Book: Into Thin Air

Finished reading Into Thin Air: A Personal Account of the Mt. Everest Disaster, by Jon Krakauer. A very interesting, but hauntingly true story. Krakauer is journalist (and mountaineer) who accompanies a group on a climb to the summit of Mount Everest—a very challenging and dangerous assent into very cold and very thin air. Originally Krakauer was on the trip to write about the commercialization of Mount Everest, but Krakauer ended up being part of a major disaster. Five of sixteen of his fellow climbers—3 of them guides—perished on the upper mountain during their May 10, 1996, assent. Wikipedia has a fairly good summary of what happened.
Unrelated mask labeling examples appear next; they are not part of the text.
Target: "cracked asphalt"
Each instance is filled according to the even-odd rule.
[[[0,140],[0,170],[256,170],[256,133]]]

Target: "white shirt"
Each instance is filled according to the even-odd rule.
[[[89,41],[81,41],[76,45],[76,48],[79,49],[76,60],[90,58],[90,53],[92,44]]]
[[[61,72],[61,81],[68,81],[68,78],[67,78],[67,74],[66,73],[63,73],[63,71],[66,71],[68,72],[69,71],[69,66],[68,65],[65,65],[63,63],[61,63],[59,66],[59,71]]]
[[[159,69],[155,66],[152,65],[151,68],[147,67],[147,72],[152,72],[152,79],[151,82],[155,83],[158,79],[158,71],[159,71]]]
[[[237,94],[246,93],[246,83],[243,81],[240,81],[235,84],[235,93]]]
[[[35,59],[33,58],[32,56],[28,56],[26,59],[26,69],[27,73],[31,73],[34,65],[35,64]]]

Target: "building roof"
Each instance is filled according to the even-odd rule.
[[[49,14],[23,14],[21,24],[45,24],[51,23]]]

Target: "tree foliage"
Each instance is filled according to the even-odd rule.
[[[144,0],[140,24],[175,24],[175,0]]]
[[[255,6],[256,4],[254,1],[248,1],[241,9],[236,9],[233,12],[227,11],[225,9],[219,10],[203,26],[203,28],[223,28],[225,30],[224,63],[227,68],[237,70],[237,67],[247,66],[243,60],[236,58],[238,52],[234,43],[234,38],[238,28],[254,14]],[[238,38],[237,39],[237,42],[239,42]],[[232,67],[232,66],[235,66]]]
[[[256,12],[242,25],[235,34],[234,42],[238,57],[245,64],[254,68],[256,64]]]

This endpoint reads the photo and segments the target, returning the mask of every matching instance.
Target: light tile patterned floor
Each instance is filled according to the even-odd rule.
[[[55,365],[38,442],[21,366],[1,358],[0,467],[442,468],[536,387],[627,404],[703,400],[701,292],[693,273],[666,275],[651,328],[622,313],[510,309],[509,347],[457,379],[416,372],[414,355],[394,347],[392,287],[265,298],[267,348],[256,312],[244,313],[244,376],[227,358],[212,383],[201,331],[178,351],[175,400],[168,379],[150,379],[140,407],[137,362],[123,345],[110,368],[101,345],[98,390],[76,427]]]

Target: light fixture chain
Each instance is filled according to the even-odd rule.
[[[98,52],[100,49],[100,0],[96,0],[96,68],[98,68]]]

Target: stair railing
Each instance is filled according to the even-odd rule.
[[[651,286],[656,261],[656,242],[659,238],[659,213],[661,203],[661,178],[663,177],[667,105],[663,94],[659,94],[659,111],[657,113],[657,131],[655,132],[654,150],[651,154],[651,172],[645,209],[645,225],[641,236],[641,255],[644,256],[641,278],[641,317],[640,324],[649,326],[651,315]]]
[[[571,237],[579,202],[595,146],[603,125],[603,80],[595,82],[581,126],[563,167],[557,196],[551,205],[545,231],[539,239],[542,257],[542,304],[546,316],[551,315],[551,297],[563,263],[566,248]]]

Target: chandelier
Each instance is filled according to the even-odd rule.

There’s also the made for TV movie available on YouTube, made not long after the event, and there’s a fairly good documentary on Youtube worth watching if you’re interested.

I think this quote of Krakauer’s probably best captures the theme of this human tragedy:

Unfortunately, the sort of individual who is programmed to ignore personal distress and keep pushing for the top is frequently programmed to disregard signs of grave and imminent danger as well. This forms the nub of a dilemma that every Everest climber eventually comes up against: in order to succeed you must be exceedingly driven, but if you’re too driven you’re likely to die. Above 26,000 feet, moreover, the line between appropriate zeal and reckless summit fever becomes grievously thin. Thus the slopes of Everest are littered with corpses.*

* Of the 300 people who’ve died while climbing on the slopes of Mount Everest over the decades, about 150 of those bodies still remain on the mountain to this day. As Krakauer says, being up that high is like being on the surface of the moon. If something goes wrong, you’re largely on your own. It’s too high for a helicopter rescue and bringing a seriously injured climber or dead body down the upper reaches of the mountain is a perilous task. Thus many frozen corpses remain on the upper slopes.